United States Trade Representative Robert Lighthizer on Wednesday applauded Japan‘s legislative approval of limited US trade deals and said that US President Donald Trump was expected to sign an implementing proclamation next week.
The deal, which improves Japan’s access to US farm products such as beef and pork while reducing some US tariffs on Japanese industrial products, does not require approval by the US Congress. Still, Democrats have complained about a lack of information from the White House regarding the deal.
“I commend Japan’s quick action to approve these important trade agreements between our two nations, which are the world’s first and third-largest economies,” Lighthizer said after the deal’s approval by Japan’s National Diet. “We expect the president to sign the implementing proclamation for the United States next week.”

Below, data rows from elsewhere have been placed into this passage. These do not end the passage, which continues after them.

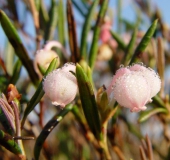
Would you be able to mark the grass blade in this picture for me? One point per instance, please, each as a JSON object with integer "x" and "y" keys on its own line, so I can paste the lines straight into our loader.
{"x": 118, "y": 39}
{"x": 144, "y": 42}
{"x": 88, "y": 101}
{"x": 52, "y": 23}
{"x": 9, "y": 143}
{"x": 16, "y": 72}
{"x": 20, "y": 50}
{"x": 72, "y": 33}
{"x": 130, "y": 47}
{"x": 86, "y": 29}
{"x": 94, "y": 46}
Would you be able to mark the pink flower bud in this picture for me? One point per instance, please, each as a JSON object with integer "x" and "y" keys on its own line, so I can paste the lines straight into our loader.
{"x": 43, "y": 58}
{"x": 133, "y": 87}
{"x": 61, "y": 85}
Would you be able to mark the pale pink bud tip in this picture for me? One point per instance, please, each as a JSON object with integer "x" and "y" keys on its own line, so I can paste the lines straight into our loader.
{"x": 43, "y": 58}
{"x": 61, "y": 85}
{"x": 134, "y": 86}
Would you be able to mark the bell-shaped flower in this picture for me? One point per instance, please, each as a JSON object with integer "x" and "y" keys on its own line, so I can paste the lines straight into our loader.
{"x": 134, "y": 86}
{"x": 43, "y": 58}
{"x": 61, "y": 85}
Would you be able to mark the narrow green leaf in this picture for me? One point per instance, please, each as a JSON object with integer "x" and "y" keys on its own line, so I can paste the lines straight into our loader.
{"x": 16, "y": 72}
{"x": 158, "y": 101}
{"x": 52, "y": 23}
{"x": 4, "y": 121}
{"x": 145, "y": 41}
{"x": 130, "y": 47}
{"x": 72, "y": 33}
{"x": 94, "y": 46}
{"x": 78, "y": 8}
{"x": 86, "y": 29}
{"x": 9, "y": 143}
{"x": 88, "y": 101}
{"x": 119, "y": 11}
{"x": 48, "y": 129}
{"x": 39, "y": 92}
{"x": 118, "y": 39}
{"x": 145, "y": 115}
{"x": 43, "y": 16}
{"x": 20, "y": 50}
{"x": 61, "y": 23}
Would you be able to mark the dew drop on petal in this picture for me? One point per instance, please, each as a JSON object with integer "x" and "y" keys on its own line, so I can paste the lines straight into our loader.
{"x": 121, "y": 66}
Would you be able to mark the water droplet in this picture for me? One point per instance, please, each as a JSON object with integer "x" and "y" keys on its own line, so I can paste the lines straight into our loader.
{"x": 121, "y": 66}
{"x": 141, "y": 63}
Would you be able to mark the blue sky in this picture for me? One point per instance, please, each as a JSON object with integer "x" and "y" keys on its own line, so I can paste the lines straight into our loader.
{"x": 127, "y": 13}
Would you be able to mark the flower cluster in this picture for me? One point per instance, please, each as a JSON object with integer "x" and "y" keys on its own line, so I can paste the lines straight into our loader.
{"x": 61, "y": 85}
{"x": 134, "y": 86}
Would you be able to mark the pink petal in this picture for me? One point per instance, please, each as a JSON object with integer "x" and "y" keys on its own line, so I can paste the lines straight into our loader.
{"x": 61, "y": 85}
{"x": 132, "y": 91}
{"x": 118, "y": 74}
{"x": 151, "y": 77}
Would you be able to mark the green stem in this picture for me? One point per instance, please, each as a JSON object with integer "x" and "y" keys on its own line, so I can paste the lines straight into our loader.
{"x": 103, "y": 141}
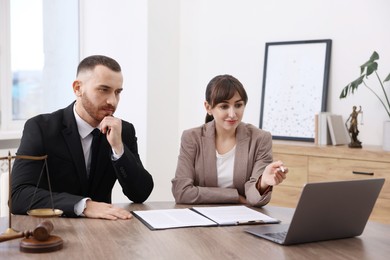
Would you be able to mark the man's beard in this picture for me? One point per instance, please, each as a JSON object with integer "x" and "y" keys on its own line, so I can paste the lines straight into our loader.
{"x": 93, "y": 110}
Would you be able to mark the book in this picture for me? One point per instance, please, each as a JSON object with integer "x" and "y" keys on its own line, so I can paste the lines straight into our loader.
{"x": 322, "y": 130}
{"x": 201, "y": 217}
{"x": 338, "y": 130}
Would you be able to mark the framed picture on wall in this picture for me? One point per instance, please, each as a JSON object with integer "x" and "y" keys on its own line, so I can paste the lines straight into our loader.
{"x": 295, "y": 87}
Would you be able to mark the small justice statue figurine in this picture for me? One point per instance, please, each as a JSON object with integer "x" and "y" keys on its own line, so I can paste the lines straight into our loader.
{"x": 353, "y": 127}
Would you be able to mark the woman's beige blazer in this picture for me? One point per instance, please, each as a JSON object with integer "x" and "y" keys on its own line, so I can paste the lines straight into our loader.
{"x": 196, "y": 180}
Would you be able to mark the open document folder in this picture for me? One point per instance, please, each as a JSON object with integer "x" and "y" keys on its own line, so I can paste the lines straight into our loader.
{"x": 201, "y": 216}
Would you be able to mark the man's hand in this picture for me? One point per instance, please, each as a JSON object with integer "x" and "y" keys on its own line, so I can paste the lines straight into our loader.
{"x": 105, "y": 211}
{"x": 112, "y": 128}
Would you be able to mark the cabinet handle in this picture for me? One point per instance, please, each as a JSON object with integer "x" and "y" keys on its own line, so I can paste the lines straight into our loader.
{"x": 364, "y": 173}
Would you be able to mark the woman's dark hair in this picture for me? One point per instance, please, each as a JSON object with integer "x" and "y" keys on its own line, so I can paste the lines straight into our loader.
{"x": 89, "y": 63}
{"x": 222, "y": 88}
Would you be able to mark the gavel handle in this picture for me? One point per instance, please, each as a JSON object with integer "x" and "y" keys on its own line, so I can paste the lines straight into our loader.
{"x": 17, "y": 235}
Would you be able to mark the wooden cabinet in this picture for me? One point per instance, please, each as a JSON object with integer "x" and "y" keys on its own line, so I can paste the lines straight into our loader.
{"x": 308, "y": 162}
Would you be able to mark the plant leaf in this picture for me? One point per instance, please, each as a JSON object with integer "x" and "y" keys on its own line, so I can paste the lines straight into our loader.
{"x": 387, "y": 78}
{"x": 351, "y": 87}
{"x": 374, "y": 56}
{"x": 371, "y": 68}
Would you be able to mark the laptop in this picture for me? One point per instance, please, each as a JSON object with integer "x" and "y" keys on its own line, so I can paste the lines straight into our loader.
{"x": 326, "y": 211}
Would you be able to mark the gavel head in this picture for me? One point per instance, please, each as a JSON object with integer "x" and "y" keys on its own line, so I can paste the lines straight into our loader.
{"x": 42, "y": 231}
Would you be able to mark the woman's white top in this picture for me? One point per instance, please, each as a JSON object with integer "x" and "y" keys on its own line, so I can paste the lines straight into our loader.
{"x": 225, "y": 165}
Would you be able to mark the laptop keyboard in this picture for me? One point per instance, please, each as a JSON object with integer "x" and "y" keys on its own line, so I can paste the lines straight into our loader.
{"x": 278, "y": 235}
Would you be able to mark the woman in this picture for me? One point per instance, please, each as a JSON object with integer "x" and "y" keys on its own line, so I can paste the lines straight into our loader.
{"x": 226, "y": 160}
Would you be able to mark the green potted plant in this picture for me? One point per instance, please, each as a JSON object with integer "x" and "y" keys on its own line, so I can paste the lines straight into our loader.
{"x": 368, "y": 68}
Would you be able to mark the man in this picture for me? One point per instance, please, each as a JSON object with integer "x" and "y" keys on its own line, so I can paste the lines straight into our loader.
{"x": 65, "y": 136}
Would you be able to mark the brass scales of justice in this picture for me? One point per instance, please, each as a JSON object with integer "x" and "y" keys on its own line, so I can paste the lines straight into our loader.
{"x": 38, "y": 240}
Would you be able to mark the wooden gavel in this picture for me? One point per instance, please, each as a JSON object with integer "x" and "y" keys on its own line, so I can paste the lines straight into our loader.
{"x": 40, "y": 233}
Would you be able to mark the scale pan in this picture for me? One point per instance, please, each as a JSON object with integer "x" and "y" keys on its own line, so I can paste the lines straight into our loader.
{"x": 45, "y": 213}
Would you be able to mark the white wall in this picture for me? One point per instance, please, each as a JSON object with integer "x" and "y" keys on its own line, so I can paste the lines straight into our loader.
{"x": 170, "y": 49}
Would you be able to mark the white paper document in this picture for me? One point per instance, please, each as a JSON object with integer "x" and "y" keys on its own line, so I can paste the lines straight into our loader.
{"x": 234, "y": 215}
{"x": 172, "y": 218}
{"x": 201, "y": 216}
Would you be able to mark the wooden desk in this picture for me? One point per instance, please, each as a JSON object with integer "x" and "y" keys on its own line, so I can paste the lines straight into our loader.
{"x": 104, "y": 239}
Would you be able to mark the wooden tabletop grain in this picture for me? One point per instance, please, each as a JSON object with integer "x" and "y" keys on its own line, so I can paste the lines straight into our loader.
{"x": 131, "y": 239}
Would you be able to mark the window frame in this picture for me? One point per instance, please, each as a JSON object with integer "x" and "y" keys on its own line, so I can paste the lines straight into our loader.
{"x": 10, "y": 128}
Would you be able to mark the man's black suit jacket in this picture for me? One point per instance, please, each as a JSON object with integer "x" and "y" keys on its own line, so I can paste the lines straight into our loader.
{"x": 56, "y": 135}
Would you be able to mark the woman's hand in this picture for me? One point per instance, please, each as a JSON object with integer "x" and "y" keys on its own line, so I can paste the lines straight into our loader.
{"x": 273, "y": 174}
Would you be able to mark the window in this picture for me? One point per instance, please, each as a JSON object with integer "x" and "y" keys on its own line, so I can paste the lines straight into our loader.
{"x": 39, "y": 44}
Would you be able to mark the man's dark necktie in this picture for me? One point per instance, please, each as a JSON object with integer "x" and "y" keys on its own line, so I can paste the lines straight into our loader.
{"x": 94, "y": 151}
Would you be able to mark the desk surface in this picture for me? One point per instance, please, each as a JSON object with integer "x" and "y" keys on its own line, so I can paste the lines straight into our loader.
{"x": 130, "y": 239}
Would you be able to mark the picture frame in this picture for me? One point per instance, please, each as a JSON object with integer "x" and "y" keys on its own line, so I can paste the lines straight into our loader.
{"x": 295, "y": 87}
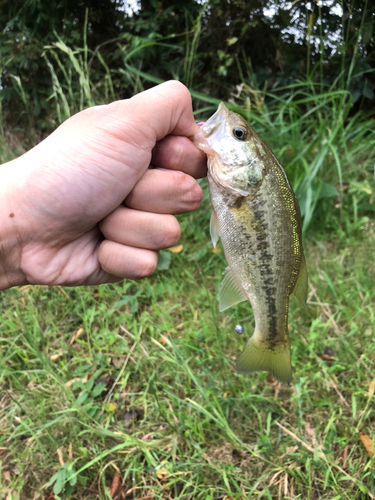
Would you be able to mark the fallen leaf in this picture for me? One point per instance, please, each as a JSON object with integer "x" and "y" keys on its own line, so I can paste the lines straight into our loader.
{"x": 117, "y": 362}
{"x": 109, "y": 407}
{"x": 71, "y": 382}
{"x": 163, "y": 338}
{"x": 327, "y": 356}
{"x": 76, "y": 335}
{"x": 116, "y": 484}
{"x": 162, "y": 472}
{"x": 367, "y": 443}
{"x": 133, "y": 416}
{"x": 371, "y": 389}
{"x": 176, "y": 249}
{"x": 55, "y": 356}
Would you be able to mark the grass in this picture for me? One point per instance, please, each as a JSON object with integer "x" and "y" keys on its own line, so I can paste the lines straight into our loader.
{"x": 148, "y": 387}
{"x": 138, "y": 379}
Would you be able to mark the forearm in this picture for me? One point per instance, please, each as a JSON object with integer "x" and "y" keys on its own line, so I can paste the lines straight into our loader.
{"x": 10, "y": 239}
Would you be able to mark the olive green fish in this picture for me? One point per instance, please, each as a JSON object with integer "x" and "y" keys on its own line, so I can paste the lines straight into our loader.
{"x": 257, "y": 217}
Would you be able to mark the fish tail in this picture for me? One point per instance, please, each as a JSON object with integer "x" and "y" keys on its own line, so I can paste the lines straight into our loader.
{"x": 257, "y": 356}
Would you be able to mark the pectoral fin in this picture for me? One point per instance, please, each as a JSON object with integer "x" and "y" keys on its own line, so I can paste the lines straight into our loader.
{"x": 230, "y": 293}
{"x": 301, "y": 288}
{"x": 214, "y": 228}
{"x": 258, "y": 357}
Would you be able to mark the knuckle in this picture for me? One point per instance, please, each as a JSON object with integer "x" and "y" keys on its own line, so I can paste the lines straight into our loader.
{"x": 177, "y": 86}
{"x": 170, "y": 232}
{"x": 191, "y": 192}
{"x": 177, "y": 156}
{"x": 148, "y": 265}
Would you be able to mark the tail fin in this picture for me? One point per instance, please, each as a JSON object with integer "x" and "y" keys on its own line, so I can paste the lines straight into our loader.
{"x": 256, "y": 357}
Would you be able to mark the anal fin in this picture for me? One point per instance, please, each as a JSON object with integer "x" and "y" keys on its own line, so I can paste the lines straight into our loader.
{"x": 301, "y": 287}
{"x": 214, "y": 228}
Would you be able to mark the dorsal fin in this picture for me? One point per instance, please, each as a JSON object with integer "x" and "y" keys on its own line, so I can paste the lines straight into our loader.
{"x": 214, "y": 228}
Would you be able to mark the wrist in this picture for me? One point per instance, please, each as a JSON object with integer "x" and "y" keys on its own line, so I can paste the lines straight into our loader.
{"x": 10, "y": 237}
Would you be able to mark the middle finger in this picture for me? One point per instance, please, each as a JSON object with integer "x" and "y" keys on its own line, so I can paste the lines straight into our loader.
{"x": 165, "y": 191}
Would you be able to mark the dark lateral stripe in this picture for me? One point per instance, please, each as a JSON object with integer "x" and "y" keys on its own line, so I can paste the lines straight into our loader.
{"x": 262, "y": 246}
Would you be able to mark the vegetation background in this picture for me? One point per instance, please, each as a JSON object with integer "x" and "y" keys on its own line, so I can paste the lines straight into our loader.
{"x": 129, "y": 390}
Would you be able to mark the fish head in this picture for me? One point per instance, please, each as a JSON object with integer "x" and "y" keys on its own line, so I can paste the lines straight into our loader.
{"x": 234, "y": 151}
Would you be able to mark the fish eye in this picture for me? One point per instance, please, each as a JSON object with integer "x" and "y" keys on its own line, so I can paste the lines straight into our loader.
{"x": 239, "y": 133}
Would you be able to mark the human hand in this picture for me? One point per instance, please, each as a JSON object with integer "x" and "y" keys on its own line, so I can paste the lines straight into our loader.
{"x": 84, "y": 208}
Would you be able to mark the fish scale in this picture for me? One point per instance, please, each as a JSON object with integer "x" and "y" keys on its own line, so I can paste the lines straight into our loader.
{"x": 257, "y": 217}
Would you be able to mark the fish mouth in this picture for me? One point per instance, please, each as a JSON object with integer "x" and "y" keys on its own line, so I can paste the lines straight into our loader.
{"x": 204, "y": 138}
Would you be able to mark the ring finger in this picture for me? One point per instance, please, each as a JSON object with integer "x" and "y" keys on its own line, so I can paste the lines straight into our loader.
{"x": 141, "y": 229}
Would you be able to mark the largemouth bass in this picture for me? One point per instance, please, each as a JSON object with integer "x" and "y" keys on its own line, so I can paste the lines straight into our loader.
{"x": 257, "y": 217}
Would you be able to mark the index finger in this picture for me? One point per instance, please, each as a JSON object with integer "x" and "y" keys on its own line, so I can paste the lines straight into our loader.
{"x": 179, "y": 153}
{"x": 153, "y": 114}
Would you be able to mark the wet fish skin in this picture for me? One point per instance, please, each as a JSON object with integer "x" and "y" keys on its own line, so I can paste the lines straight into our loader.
{"x": 257, "y": 216}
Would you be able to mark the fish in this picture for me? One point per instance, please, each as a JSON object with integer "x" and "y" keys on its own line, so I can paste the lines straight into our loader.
{"x": 257, "y": 216}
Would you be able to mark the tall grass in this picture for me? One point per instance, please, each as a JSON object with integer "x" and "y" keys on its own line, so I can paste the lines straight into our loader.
{"x": 138, "y": 378}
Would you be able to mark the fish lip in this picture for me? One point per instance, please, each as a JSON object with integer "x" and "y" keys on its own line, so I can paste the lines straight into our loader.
{"x": 208, "y": 128}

Lighthizer said the deal would benefit US farmers, ranchers and digital services providers.
The trade representative said the two countries were preparing for the US-Japan Trade Agreement and the US-Japan Digital Trade Agreement to go into effect on January 1, 2020.
The agreement does not address autos trade, the biggest source of the $67bn US goods trade deficit with Japan. US Commerce Secretary Wilbur Ross on Tuesday told Reuters that Trump has not ruled out imposing tariffs on auto imports, including those from Japan, despite the expiration of a review period last month.
The trade representative said the US and Japan “will begin consultations early next year in order to enter into further negotiations on a broader trade agreement”.